They were wrong to think it funny, i'm actually intrigued by it. Here's a scan of part of the section on diabetes.
I have a couple of these. They were often published by, and available from, daily newspapers. Still see them in secondhand bookshops. The earliest I have (not a newspaper publication) is Culpeper's "Ev'ry Man His Own Doctor" from 1859.
 
1975 was also well before pasta was discovered in the UK
I am not sure the 70s diet was as limited as you suggest.
I remember eating pasta as a child of the 70s.
I also remember my Dad introducing us to pomegranates from the local green grocers as he had eaten them in Aden when he was in the RAF.
He was also a keen allotmenter and would scour the seed catalogs for something different each year. So we also had artichokes and pumpkins and courgettes before they were common. Albeit only when in season.

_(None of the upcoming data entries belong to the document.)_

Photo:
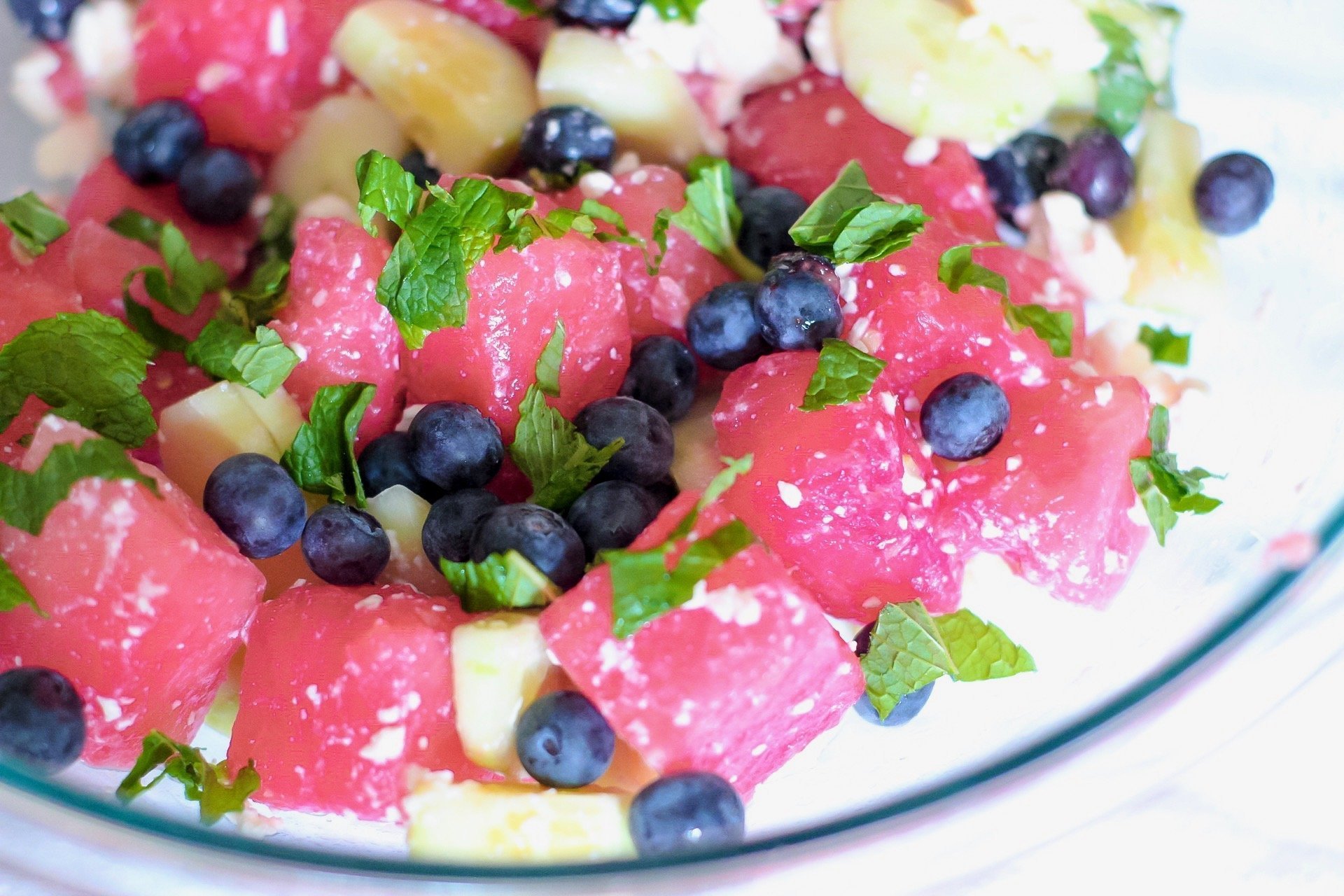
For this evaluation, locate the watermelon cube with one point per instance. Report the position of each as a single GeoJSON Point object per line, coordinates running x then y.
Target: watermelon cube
{"type": "Point", "coordinates": [336, 326]}
{"type": "Point", "coordinates": [736, 681]}
{"type": "Point", "coordinates": [147, 603]}
{"type": "Point", "coordinates": [342, 692]}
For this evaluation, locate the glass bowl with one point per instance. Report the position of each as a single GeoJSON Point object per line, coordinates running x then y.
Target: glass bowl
{"type": "Point", "coordinates": [1272, 419]}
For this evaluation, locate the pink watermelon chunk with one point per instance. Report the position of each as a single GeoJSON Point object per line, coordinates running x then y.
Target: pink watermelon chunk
{"type": "Point", "coordinates": [515, 300]}
{"type": "Point", "coordinates": [736, 681]}
{"type": "Point", "coordinates": [336, 326]}
{"type": "Point", "coordinates": [802, 133]}
{"type": "Point", "coordinates": [844, 496]}
{"type": "Point", "coordinates": [251, 67]}
{"type": "Point", "coordinates": [657, 305]}
{"type": "Point", "coordinates": [343, 691]}
{"type": "Point", "coordinates": [147, 603]}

Ok so not everyone was as adventurous as my parents but there was a fair amount of choice around,
 
I am not sure the 70s diet was as limited as you suggest.

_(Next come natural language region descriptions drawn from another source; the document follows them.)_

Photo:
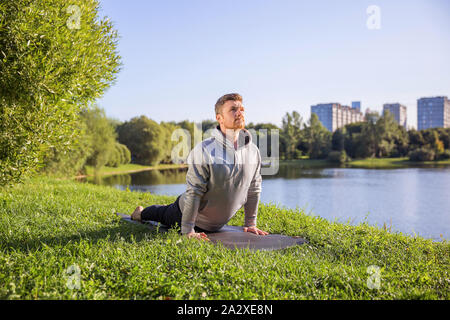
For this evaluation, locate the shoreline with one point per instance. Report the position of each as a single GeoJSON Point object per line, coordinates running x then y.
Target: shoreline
{"type": "Point", "coordinates": [144, 168]}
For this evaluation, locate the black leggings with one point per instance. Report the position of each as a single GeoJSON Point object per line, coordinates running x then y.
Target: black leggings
{"type": "Point", "coordinates": [168, 215]}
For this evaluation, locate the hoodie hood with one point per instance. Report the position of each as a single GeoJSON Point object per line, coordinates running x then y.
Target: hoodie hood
{"type": "Point", "coordinates": [244, 139]}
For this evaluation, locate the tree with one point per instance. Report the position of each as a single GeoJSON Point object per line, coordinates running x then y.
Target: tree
{"type": "Point", "coordinates": [291, 132]}
{"type": "Point", "coordinates": [338, 139]}
{"type": "Point", "coordinates": [102, 136]}
{"type": "Point", "coordinates": [56, 57]}
{"type": "Point", "coordinates": [318, 138]}
{"type": "Point", "coordinates": [144, 138]}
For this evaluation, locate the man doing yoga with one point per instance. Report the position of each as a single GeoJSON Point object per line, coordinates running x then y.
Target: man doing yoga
{"type": "Point", "coordinates": [224, 175]}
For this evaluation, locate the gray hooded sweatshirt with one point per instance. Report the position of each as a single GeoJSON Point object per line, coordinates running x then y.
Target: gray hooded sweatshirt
{"type": "Point", "coordinates": [220, 181]}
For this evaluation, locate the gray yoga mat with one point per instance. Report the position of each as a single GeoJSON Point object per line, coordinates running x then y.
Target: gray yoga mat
{"type": "Point", "coordinates": [233, 237]}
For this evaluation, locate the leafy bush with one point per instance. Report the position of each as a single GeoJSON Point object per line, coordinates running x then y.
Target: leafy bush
{"type": "Point", "coordinates": [443, 155]}
{"type": "Point", "coordinates": [56, 57]}
{"type": "Point", "coordinates": [338, 156]}
{"type": "Point", "coordinates": [422, 154]}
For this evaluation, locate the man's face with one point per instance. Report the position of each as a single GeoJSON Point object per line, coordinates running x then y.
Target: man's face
{"type": "Point", "coordinates": [232, 115]}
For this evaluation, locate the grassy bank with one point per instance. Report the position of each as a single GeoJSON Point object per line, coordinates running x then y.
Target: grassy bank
{"type": "Point", "coordinates": [129, 168]}
{"type": "Point", "coordinates": [369, 163]}
{"type": "Point", "coordinates": [47, 225]}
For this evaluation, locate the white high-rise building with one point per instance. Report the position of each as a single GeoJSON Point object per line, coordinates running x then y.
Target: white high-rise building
{"type": "Point", "coordinates": [334, 115]}
{"type": "Point", "coordinates": [398, 111]}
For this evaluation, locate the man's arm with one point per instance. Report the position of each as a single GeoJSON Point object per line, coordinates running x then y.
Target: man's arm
{"type": "Point", "coordinates": [197, 179]}
{"type": "Point", "coordinates": [253, 195]}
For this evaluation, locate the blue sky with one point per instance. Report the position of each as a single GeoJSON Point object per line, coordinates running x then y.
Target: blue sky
{"type": "Point", "coordinates": [180, 56]}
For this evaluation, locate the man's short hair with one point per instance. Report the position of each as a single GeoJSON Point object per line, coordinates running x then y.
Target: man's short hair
{"type": "Point", "coordinates": [225, 98]}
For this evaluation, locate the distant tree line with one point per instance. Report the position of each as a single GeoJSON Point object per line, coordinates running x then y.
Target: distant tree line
{"type": "Point", "coordinates": [140, 140]}
{"type": "Point", "coordinates": [380, 136]}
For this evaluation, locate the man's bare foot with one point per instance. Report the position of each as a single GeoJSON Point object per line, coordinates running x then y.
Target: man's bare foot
{"type": "Point", "coordinates": [136, 215]}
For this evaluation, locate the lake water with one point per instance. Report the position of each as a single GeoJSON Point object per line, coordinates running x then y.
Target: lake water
{"type": "Point", "coordinates": [410, 200]}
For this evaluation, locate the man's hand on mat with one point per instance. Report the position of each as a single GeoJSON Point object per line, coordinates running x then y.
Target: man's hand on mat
{"type": "Point", "coordinates": [255, 230]}
{"type": "Point", "coordinates": [201, 235]}
{"type": "Point", "coordinates": [136, 215]}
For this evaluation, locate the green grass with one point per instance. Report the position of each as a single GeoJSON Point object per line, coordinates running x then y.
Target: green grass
{"type": "Point", "coordinates": [48, 225]}
{"type": "Point", "coordinates": [126, 168]}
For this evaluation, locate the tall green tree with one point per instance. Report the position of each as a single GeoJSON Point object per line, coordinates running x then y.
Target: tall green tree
{"type": "Point", "coordinates": [56, 57]}
{"type": "Point", "coordinates": [291, 127]}
{"type": "Point", "coordinates": [317, 138]}
{"type": "Point", "coordinates": [102, 137]}
{"type": "Point", "coordinates": [144, 138]}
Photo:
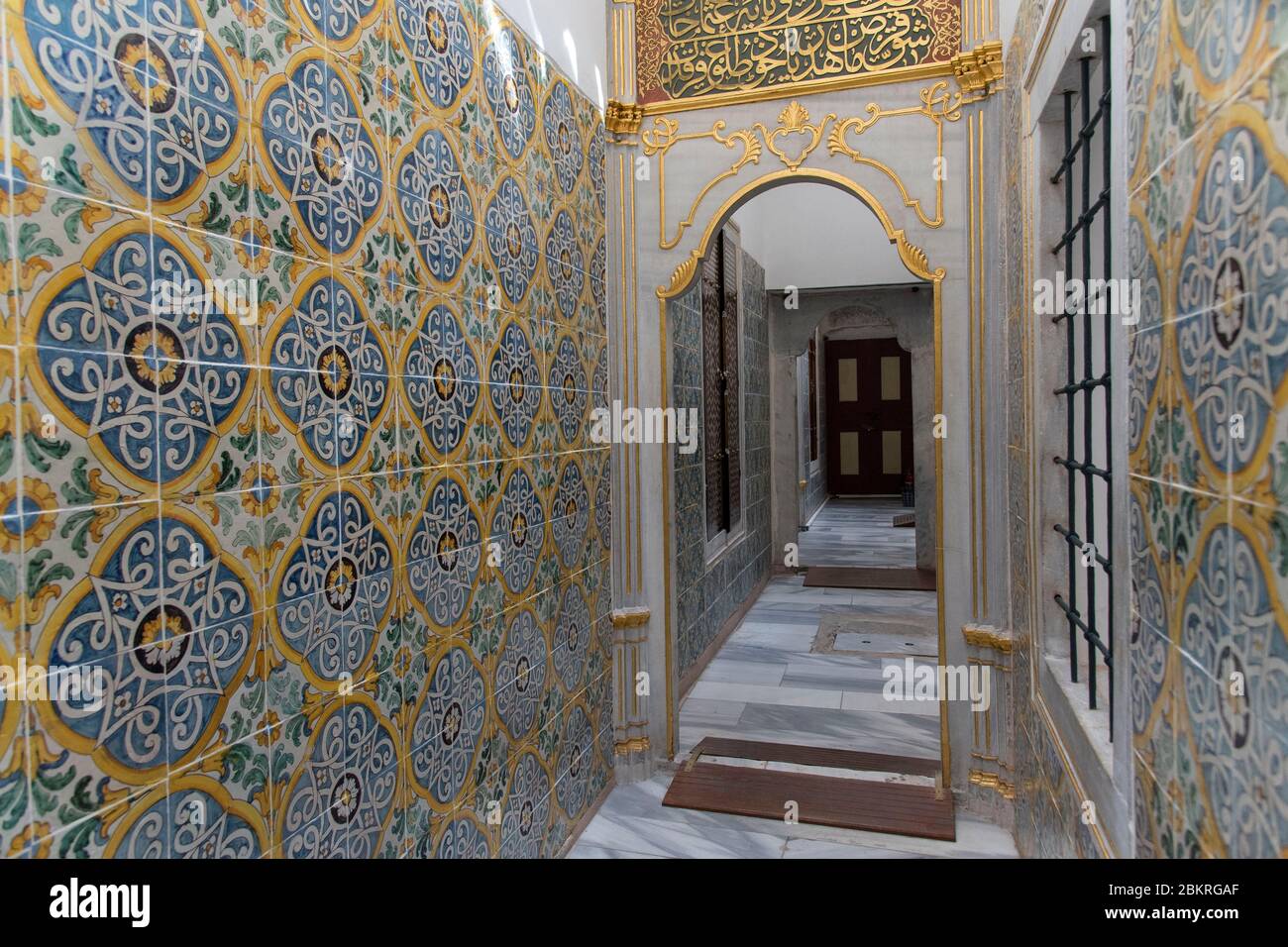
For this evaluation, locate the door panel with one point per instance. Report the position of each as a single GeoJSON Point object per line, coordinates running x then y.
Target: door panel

I remember eating pasta as a child of the 70s.
I also remember my Dad introducing us to pomegranates from the local green grocers as he had eaten them in Aden when he was in the RAF.
He was also a keen allotmenter and would scour the seed catalogs for something different each year. So we also had artichokes and pumpkins and courgettes before they were common. Albeit only when in season.

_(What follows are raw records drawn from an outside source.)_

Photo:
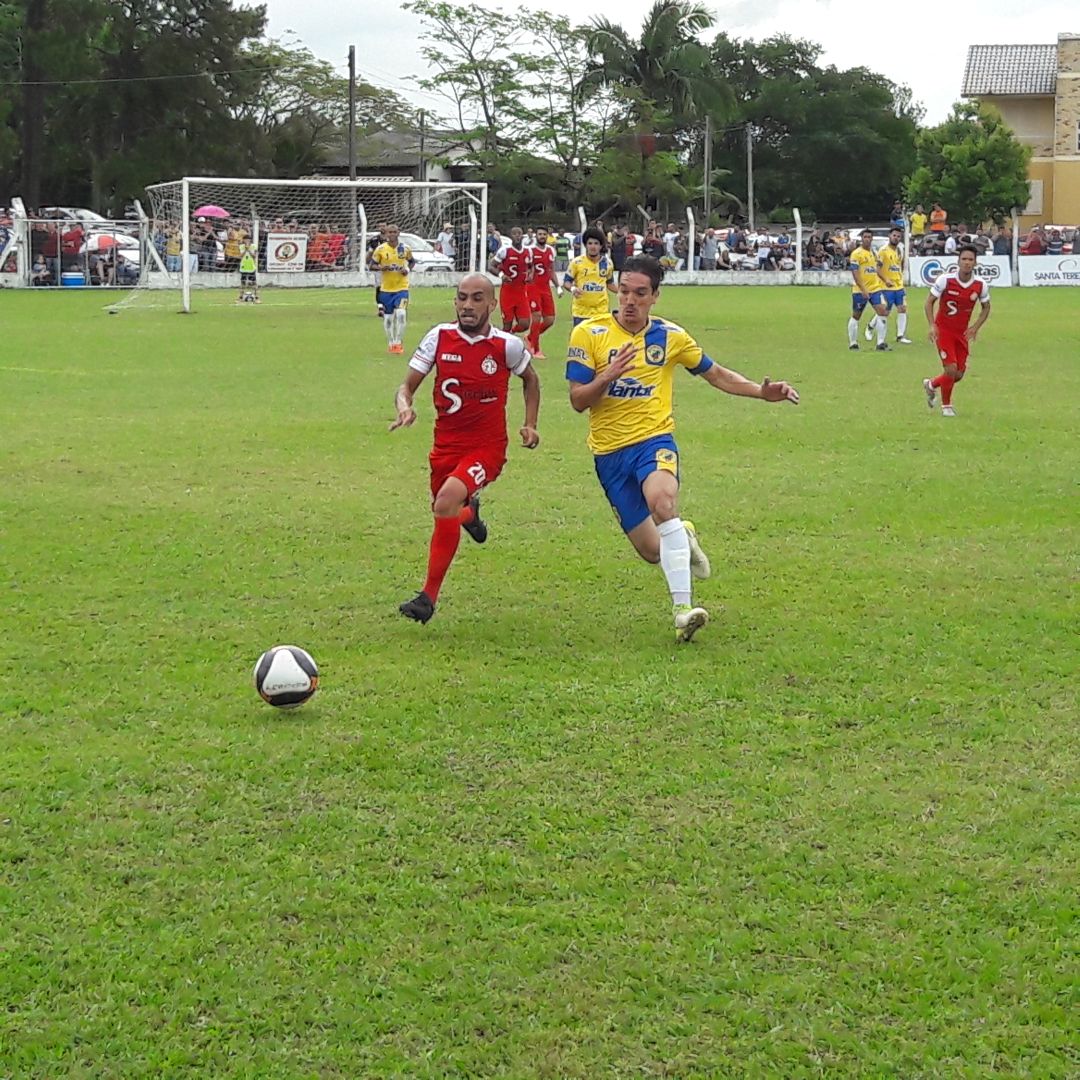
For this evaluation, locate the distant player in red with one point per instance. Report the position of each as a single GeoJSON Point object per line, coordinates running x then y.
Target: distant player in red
{"type": "Point", "coordinates": [541, 300]}
{"type": "Point", "coordinates": [472, 362]}
{"type": "Point", "coordinates": [513, 262]}
{"type": "Point", "coordinates": [956, 296]}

Ok so not everyone was as adventurous as my parents but there was a fair amount of choice around,
My attempt at humour was unwise. For us born in the 50s in NI spaghetti came in a tin from Heinz. I am sure in the metropolitan areas things were different.

However, I think I was 15 (around 1971) before I had proper pasta, and that was abroad thanks to having foreign relatives. Certainly by the end of the 70's the "eat more carbs" movement was in full cry and (dried) pasta was a lot more common.
 
My attempt at humour was unwise. For us born in the 50s in NI spaghetti came in a tin from Heinz. I am sure in the metropolitan areas things were different.

However, I think I was 15 (around 1971) before I had proper pasta, and that was abroad thanks to having foreign relatives. Certainly by the end of the 70's the "eat more carbs" movement was in full cry and (dried) pasta was a lot more common.
I had my first taste of pizza when I was 17 and had never even heard of it before then. It was at that time that the first McDonald's appeared in our area. Always Mum's home cooking.
 
My first pasta was 1975, Spaghetti Bolognese, i was 13 at the time, stopping with friends of my dad, they were looking to adopt, and i think i was the trial to see if they could cope. I still don't know to this day if i put them off.
 
That encyclopedia excerpt was so interesting! I still vividly remember when low fat was introduced, what a disaster! Eat your fat! Don’t eat carbs…it’s so darn easy.
 
I had my first taste of pizza when I was 17 and had never even heard of it before then. It was at that time that the first McDonald's appeared in our area. Always Mum's home cooking.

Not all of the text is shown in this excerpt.